When young, I had teachers who taught history, geography, and literature with a passion. They encouraged me to love the unique differences in the world, and read about other cultures and civilizations. The library of Congress and its marvelous readers brought the world to life, allowing me to travel it in my mind’s eyes.
With books on tape I read constantly and also began studying Italian and Russian. My parents never held me back from trying new things, they never told me I “couldn’t do something,” or “was not able” to do it. They always encouraged me to try. So I did, and I do, and I hate the words, “I can’t!” I prefer the words, “Just let me try!!!”
*1. Personal information:
*Name: Edward Bell, Ph.D.
*Industry in which you work: Education Careers; Psychological and Behavioral Research
*Job Title: Director, Professional Development and Research Institute on Blindness
Employer: Louisiana Tech University
Street address- Work: 210 Woodard Hall, PO box 3158
City, State, Zip Code: Ruston LA 71272
Telephone number- Work: 318-257-4554
Email- Work: firstname.lastname@example.org
*2. Please explain to us what any worker would do on this job (specialized blindness alternatives will appear in the next question).
Any researcher in this field will need to know about research methods and educational statistics. You will need to understand:
• research design principles
• develop hypotheses regarding phenomena about human Psychology and behaviors (e.g., attitudes, actions, intentions)
• develop/identify outcome measures/instruments
• collect data, analyze findings, and write technical documents that explain those data
*3. To what extent are you blind and what special adaptations do you use on the job (give the medical term for your blindness and extent of limitation; give the type and name of any special low or high technology and/or procedure you use to perform your job duties, describing where and how you use them).
I am totally blind as a result of trauma.
Alternative skills I use include a white cane for travel, Braille for reading, Jaws screen reading software for accessing the computer, and an accessible cell phone.
Specifically related to my research, I rely heavily on MS Excel worksheets and workbooks, SAS Statistical Analysis Software, and Survey Monkey for the creation and deployment of research instruments.
*4. Please let us know of any required special training, education, certificates, experience needed for this job.
This job requires an undergraduate and master's degree as minimal qualifications.
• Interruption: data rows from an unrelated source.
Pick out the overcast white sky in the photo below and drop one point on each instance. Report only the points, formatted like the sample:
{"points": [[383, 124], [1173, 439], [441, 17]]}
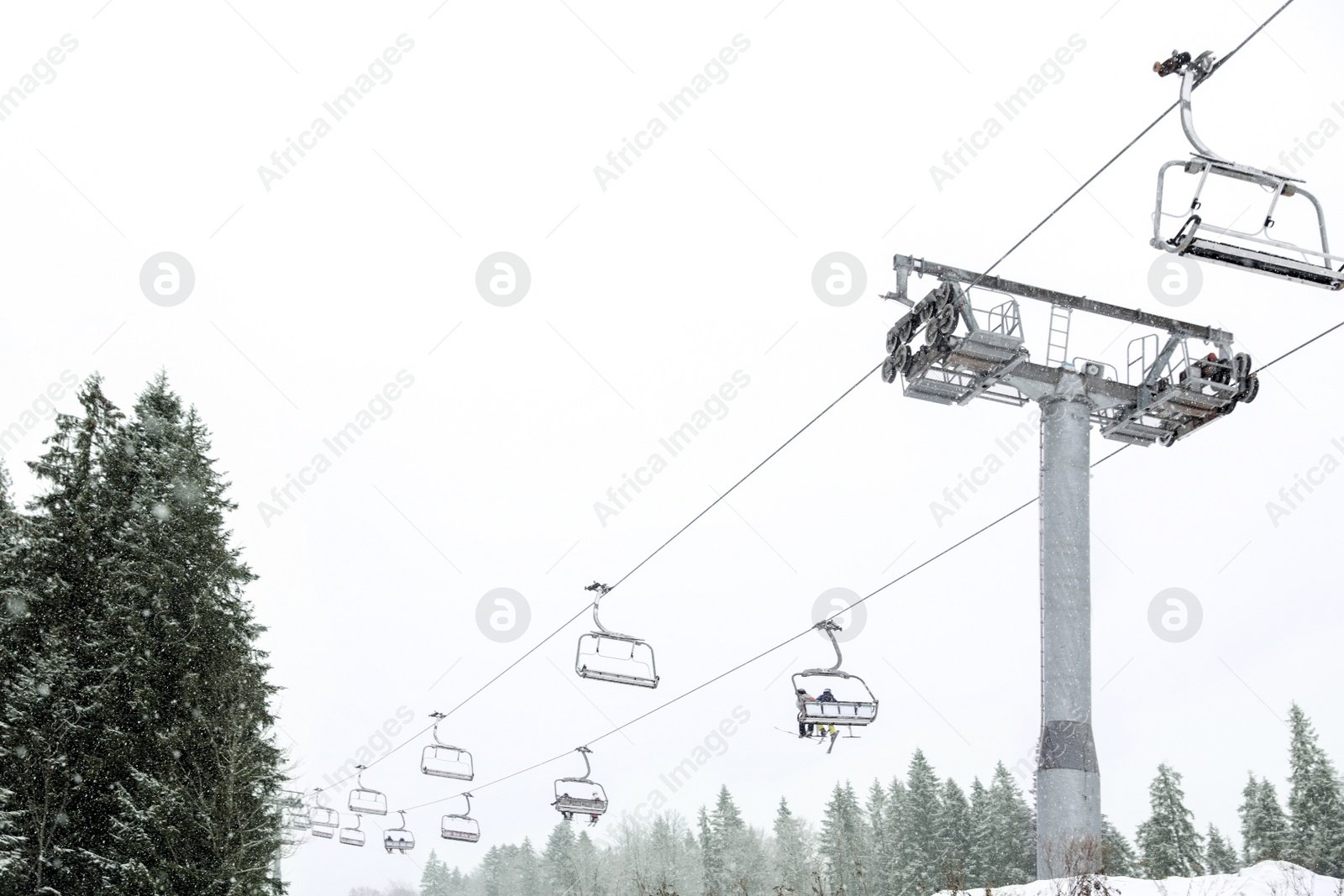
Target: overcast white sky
{"points": [[645, 297]]}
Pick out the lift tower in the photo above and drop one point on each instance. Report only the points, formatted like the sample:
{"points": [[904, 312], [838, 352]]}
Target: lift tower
{"points": [[1166, 396]]}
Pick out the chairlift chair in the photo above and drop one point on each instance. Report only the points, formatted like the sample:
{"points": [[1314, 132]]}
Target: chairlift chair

I also have a Ph.D. in Rehabilitation Education and Research. I have a certificate in Educational statistics and research methods, which gives me the mathematical skills needed for the SAS program.
*5. Please tell us about anyone or anything that aided you to be successful.
The NFB, of course, was instrumental in my success. The mere knowledge that thousands of people supported me was truly significant. Specifically, Fred Schroeder, Joanne Wilson, and Maria Morais were the ones who convinced me that in order to make nationwide changes in the rehabilitation and educational systems, I would have to earn the doctoral degree. They were right, and it is paying off.